Up De Nial Without a Paddle
Dec 21, 2020 824
There’s an English expression that goes like this: “Up the river without a paddle.” It means that you are in a bad situation, without the resources to fix it. I’ve also heard this expression said like this, “Up the Nile without a paddle.” It sounds like “denial” doesn’t it? The Nile is a very long river. And denial is a very big problem.
Although most of us refuse to face reality and admit it, the country most of us love to live in is Egypt. How do I know? Because most of us live up de Nial… and without a paddle!
In our contemporary society, we seem to live in perpetual denial of our reality. We live as if death will never visit us. We spend as if money were infinite. We judge others as if we were the ultimate arbiters of right and wrong. We love as if love were ours alone to bestow.
Most of us live up de Nial without a paddle.
In most cases, the person we know the least about is ourselves. Paradoxically, you are also the person you think you know the most about. That’s why it’s so easy to live in denial.
But the reasons why we say the things we do, and why we act and react the way we do are often buried deep within our subconscious, although it’s easy for us to consciously rationalise them in the moment. Often, these triggers and motivations are our hurts and corresponding self-mechanisms which are buried deep within.
To admit our denial is to start on the road to healing
Why is it that we keep saying the things we don’t wish to say? Why is it that our relationships fall apart so easily? Why is it that we have such little control over our lives? These are the things that frustrate us. But we deny that they are even issues, or we deny our role in them by blaming others. The way of denial seems like an inescapable loop that we simply cannot escape. We are truly up de Nial without a paddle!
But it’s OK to admit that you have problems in your life. It’s not only OK to do that, it’s essential if you are going to deal with them and grow as a person. To stay in denial means to stay where you are. Worse, for some it can mean a descent into addictions or abusive behaviours.
To admit our denial is to start on the road to healing. It is to admit that we cannot fix ourselves, our relationships, or our lives. It is to recognise that we need the grace and the power of God to heal and to restore us.

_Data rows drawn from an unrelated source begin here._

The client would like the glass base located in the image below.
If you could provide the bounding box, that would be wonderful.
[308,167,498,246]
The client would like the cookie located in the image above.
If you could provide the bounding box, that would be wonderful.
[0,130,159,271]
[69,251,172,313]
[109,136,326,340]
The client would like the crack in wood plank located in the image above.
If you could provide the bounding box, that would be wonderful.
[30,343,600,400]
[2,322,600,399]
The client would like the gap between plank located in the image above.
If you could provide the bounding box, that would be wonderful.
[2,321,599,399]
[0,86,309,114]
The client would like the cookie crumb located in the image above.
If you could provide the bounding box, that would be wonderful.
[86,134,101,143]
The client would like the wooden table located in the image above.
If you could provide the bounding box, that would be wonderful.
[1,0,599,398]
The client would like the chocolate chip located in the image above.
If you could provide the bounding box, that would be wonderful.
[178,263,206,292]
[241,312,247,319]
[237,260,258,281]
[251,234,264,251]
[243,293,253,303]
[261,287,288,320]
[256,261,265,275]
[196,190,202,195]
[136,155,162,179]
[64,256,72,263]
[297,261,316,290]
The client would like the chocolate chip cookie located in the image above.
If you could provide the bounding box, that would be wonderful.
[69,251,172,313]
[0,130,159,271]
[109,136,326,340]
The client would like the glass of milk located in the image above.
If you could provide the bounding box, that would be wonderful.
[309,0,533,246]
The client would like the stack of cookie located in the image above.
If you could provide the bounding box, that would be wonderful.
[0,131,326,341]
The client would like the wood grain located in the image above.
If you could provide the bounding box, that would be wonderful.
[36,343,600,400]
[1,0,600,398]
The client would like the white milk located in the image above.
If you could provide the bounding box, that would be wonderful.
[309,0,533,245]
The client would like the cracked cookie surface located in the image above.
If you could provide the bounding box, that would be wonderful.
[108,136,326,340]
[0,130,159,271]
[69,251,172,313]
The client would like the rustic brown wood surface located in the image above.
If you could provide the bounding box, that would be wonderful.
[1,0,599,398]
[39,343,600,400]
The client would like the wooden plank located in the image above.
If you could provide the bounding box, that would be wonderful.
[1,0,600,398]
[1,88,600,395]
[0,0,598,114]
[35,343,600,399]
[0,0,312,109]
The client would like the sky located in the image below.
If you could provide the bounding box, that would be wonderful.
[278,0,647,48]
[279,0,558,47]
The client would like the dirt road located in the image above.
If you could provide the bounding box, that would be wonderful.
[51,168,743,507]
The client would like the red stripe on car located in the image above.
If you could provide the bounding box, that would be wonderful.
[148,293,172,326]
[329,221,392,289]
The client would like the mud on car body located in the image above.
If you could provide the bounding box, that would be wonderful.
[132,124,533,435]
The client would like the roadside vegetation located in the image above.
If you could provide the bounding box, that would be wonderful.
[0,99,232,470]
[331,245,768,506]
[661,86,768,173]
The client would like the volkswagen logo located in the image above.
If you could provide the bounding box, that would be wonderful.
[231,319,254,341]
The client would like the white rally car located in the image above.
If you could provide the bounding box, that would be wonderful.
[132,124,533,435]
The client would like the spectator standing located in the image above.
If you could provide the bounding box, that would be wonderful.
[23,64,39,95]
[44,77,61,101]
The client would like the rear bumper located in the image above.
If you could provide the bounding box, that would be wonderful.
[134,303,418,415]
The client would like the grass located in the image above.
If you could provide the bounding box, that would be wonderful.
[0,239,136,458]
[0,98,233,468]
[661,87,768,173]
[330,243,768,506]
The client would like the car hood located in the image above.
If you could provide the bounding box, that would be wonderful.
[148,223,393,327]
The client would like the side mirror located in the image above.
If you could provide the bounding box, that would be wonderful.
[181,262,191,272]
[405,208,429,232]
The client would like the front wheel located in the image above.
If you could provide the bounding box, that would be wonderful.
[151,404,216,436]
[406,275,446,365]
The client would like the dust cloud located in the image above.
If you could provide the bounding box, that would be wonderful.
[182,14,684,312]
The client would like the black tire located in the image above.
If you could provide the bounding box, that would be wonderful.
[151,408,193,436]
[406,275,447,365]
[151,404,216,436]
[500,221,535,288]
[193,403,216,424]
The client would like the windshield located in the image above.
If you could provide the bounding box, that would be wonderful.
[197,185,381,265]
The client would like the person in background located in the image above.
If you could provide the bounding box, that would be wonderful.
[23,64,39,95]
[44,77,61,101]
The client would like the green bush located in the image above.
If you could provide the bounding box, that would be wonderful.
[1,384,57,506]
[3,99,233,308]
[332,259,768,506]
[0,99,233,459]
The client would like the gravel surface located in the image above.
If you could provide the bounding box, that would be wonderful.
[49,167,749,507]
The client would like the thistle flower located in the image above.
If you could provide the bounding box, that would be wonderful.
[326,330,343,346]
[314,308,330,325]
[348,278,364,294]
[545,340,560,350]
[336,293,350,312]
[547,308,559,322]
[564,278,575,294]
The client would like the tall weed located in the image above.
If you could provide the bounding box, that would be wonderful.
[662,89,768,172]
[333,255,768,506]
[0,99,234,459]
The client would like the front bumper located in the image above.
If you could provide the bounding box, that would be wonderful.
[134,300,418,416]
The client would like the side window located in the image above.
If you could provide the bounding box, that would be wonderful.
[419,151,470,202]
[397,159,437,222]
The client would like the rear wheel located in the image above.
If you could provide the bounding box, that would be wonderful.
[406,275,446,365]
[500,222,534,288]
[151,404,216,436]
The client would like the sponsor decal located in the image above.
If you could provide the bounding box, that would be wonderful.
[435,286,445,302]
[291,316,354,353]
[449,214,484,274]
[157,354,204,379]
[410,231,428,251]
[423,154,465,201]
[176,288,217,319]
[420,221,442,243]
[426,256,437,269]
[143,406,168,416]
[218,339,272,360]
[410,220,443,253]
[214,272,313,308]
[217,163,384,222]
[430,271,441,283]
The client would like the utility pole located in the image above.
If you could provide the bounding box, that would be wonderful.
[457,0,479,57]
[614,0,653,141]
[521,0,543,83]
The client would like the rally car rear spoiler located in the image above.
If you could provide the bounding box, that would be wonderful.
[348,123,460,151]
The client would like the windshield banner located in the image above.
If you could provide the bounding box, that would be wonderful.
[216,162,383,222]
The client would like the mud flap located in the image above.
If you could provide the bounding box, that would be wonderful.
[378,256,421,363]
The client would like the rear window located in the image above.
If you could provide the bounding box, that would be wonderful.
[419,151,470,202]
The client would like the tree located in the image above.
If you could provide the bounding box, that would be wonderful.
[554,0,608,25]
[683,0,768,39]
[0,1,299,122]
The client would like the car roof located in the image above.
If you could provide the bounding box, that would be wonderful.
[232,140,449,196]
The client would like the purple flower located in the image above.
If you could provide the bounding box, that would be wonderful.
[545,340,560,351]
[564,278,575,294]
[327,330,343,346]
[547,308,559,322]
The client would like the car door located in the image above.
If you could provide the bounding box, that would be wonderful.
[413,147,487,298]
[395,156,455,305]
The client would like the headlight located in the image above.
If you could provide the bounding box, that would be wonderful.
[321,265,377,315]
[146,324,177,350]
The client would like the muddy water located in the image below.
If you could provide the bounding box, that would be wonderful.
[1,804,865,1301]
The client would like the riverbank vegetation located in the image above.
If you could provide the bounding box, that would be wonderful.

God hasn’t left you “up the river without a paddle.” In fact, by sending his Son Jesus into the world, he jumped into the river right there with you! So, you never need feel alone or powerless in life.
I challenge you to face up to the denial that you have been living in. I know it’s not pretty and I know it’s not easy. But if you’ve been up de Nial without a paddle, it’s time to come in to shore and come home.